Come precisato dall’Istituto Superiore di Sanità, i principali alimenti associati ai recenti casi di intossicazione da Listeria, comprendono pesce affumicato, in particolare il salmone, prodotti a base di carne, tra i quali paté di carne, hot dog e carni fredde tipiche delle gastronomie, formaggi a pasta molle, formaggi erborinati, formaggi poco stagionati, vegetali preconfezionati e latte non pastorizzato.

L’infezione, viene favorita dalla capacità della Listeria monocytogenes, di svilupparsi e sopravvivere alle abituali temperature dei frigoriferi.

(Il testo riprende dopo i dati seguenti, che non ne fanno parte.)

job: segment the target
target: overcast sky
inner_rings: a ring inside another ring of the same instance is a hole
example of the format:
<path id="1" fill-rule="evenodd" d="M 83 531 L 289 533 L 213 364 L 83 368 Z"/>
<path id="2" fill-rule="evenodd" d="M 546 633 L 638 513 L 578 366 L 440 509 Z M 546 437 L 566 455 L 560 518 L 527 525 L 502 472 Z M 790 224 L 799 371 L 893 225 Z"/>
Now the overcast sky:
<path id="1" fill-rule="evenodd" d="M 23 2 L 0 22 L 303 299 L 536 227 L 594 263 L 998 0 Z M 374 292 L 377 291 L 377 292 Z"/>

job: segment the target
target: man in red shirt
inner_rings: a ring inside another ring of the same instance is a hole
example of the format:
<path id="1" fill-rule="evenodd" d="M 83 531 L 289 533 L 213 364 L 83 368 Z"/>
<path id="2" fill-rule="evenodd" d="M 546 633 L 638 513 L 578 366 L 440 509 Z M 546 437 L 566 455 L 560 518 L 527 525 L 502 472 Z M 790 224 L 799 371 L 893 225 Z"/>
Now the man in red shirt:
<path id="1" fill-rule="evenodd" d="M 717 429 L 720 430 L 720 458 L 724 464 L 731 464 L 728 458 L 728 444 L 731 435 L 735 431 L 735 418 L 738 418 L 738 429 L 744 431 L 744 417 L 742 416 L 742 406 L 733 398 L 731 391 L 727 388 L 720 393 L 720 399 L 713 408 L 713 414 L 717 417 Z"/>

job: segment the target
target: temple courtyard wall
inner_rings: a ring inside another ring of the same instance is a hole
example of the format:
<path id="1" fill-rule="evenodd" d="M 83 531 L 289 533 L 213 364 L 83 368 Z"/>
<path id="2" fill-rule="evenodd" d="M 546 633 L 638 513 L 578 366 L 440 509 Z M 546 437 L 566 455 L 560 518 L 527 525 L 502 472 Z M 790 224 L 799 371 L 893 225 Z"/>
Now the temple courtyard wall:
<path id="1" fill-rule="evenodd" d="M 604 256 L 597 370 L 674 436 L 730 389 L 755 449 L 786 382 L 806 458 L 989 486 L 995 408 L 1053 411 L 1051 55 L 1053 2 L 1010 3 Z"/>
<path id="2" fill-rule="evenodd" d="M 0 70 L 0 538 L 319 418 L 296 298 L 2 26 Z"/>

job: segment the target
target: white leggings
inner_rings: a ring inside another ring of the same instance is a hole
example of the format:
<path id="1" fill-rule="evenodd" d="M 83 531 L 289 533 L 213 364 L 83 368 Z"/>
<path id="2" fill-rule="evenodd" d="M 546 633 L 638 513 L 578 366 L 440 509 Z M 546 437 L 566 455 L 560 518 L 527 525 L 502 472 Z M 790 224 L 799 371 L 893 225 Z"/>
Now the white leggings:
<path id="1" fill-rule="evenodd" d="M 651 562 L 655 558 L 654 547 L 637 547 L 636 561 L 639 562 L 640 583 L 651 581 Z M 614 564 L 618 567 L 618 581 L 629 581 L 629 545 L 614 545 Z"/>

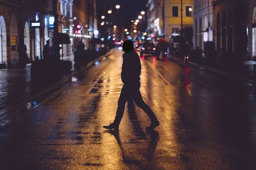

I sintomi associati alla listeriosi possono variare da un soggetto all’altro, passando dalla gastroenterite acuta febbrile, tipica delle intossicazioni alimentari, a quella invasiva o sistemica, che si manifesta nei casi più gravi e può portare all’insorgenza di meningiti, encefaliti e gravi setticemie.

Antonello Paparella, docente di Microbiologia alimentare all’Università di Teramo, ha precisato in merito:

“La Listeria monocytogenes, oltre che nei prodotti di origine animale è sempre più presente nel cibo di origine vegetale, anche se non ha un ruolo significativo nella maggior parte degli ortaggi freschi, come invece viene indicato erroneamente da alcune fonti.

Questo perché la vita commerciale degli ortaggi freschi è breve, e quindi la Listeria in genere non riesce a moltiplicarsi al punto da raggiungere la dose infettante.

L’altro elemento da considerare è che il batterio, pur potendosi sviluppare a temperatura di refrigerazione, cresce lentamente, e per questo gli alimenti con shelf-life, vita di scaffale, inferiore a 5 giorni non sono considerati a rischio. Se la catena del freddo è rispettata, anche il pesce fresco e il sushi, contaminati accidentalmente da Listeria monocytogenes, non rappresentano un rischio significativo, perché il batterio in pochi giorni non riesce a raggiungere la dose infettante considerata a rischio”.

L’Istituto Superiore di Sanità, monitora costantemente l’evolversi della situazione in Italia e ha recentemente aggiornato anche i consigli da seguire in cucina per limitare i casi di listeriosi visto il costante incremento di casi.

Inoltre, l’Istituto sconsiglia di consumare gli alimenti a rischio sia alle donne in gravidanza che ai soggetti immunodepressi e agli anziani.

Il batterio, infatti, può provocare infezioni potenzialmente letali, con un tasso di mortalità che oscilla tra il 20 e il 30%.

Perché la Listeria è pericolosa

L’Istituto Superiore di Sanità, ISS, ha spiegato nel dettaglio, quali sono le caratteristiche del batterio e perché rappresenta un pericolo per la salute:

“Listeria monocytogenes è un batterio patogeno Gram-positivo, non sporigeno e mobile, ubiquitario, ampiamente diffuso nell’ambiente, nel suolo, nell’acqua e nella vegetazione.

La sua capacità di crescere e riprodursi a temperature molto variabili (da temperature di refrigerazione sino a 45°C), nonché la sua capacità di tollerare ambienti salati e pH acidi lo rendono un batterio molto resistente a varie condizioni ambientali, incluse quelle che si hanno nella produzione e nella lavorazione degli alimenti.

In condizioni favorevoli può crescere nell’alimento contaminato fino a raggiungere concentrazioni tali da causare un’infezione nell’uomo.

Per queste sue caratteristiche, L. monocytogenes rappresenta un pericolo per i prodotti pronti al consumo (chiamati ready-to-eat, RTE) e i prodotti con una lunga vita commerciale (shelf-life) mantenuti a temperature di refrigerazione”.